Benni Efrat, Doom’s Path, Winter 2065

Curators: Drorit Gur Arie, Avshalom Suliman

01/11/2018 -

05/12/2018

Benni Efrat, Doom’s Path, Winter 2065

Benni Efrat’s works wage a harsh offensive against the viewer’s senses, consciousness, and beliefs. They make no attempt to appeal to any given taste, and the choice of raw materials serves the engagement with current issues rather than with intra-artistic concerns. “Art deals with life, but my art deals with the very possibility to survive, to stay alive,” says Efrat, who since 1982 has been dating all of his works using a timeline beginning with his estimated year of death, 2030. In this vein, the video installation Doom’s Path, Winter 2065, created especially for the show, engulfs the viewers with magnificent, menacing images of environmental destruction.
Efrat’s broad and variegated oeuvre since the early 1960s is characterized by the probing spirit of conceptual art. Efrat earned international acclaim for his painting performances on film projections, which were groundbreaking at the time and addressed the gap between representation and action, between repetition and erasure, between human consciousness and the material world. His film sculptures, two of which are featured in this exhibition, use light as a raw material, illustrating the playful aspect of his artistic practice, as the figure of the artist lays bare the fundamental forces structuring human sensory perception.
Although he tends to change his country of residence every decade, Efrat remains a non-absent presence in Israeli art. The early 1980s saw a sharp transition in his work following an encounter with renowned scientists, among them Carl Sagan, and trips he took to Ruanda and Cambodia. Since then he has been focusing on the affinity between human abuse of nature and the moral wrongs suffered by the weaker elements in human society, such as child trafficking and the deadly use of weapons and drugs.
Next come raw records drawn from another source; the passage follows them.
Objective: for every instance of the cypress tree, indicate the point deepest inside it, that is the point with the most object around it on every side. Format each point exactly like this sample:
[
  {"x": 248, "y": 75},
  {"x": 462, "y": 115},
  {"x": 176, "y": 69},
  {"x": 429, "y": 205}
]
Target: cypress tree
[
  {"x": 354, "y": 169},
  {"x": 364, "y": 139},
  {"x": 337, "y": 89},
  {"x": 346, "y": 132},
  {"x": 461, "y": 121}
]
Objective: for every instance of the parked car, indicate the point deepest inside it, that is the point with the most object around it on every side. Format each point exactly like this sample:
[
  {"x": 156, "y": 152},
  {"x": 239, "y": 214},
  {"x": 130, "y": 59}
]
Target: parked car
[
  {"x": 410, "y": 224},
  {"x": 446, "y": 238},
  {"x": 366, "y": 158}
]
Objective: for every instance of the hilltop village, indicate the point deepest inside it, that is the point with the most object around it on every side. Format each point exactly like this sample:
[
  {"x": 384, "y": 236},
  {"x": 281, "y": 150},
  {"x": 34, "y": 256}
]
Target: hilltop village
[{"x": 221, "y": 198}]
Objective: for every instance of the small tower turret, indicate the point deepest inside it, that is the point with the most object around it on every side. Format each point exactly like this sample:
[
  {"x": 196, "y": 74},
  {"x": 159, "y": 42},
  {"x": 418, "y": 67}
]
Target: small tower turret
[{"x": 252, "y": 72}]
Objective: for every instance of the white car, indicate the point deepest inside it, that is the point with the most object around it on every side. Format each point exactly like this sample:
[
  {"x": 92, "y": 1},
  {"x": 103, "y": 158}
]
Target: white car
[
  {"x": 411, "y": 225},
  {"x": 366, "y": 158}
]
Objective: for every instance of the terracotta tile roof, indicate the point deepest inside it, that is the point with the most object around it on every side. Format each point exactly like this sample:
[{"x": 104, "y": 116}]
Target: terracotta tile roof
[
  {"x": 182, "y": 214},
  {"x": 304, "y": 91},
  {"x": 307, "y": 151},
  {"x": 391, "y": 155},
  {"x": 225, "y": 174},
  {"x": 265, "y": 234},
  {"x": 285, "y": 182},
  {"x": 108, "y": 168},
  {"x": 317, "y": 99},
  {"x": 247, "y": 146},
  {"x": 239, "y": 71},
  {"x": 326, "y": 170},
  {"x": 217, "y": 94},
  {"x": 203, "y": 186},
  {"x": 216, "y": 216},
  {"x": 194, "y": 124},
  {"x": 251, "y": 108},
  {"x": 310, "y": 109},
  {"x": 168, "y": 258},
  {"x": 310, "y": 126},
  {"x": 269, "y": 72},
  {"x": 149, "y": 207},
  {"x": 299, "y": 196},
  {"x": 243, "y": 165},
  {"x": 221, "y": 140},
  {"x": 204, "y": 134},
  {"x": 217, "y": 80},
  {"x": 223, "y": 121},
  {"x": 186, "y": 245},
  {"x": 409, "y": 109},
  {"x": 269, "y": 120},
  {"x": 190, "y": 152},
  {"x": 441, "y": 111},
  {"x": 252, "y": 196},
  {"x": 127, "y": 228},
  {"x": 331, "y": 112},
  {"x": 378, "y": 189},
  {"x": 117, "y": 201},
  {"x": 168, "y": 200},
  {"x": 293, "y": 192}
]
At the same time, the exhibition sheds light on the consistent, continuous progression of his work as a whole over more than five decades. It indicates how Efrat’s engagement with the limitations of human perception evolved into a moralist-artistic stance not unlike that of a modern-day prophet of the apocalypse. A rarity in the art world of recent decades, this position proves itself to be more relevant than ever these days.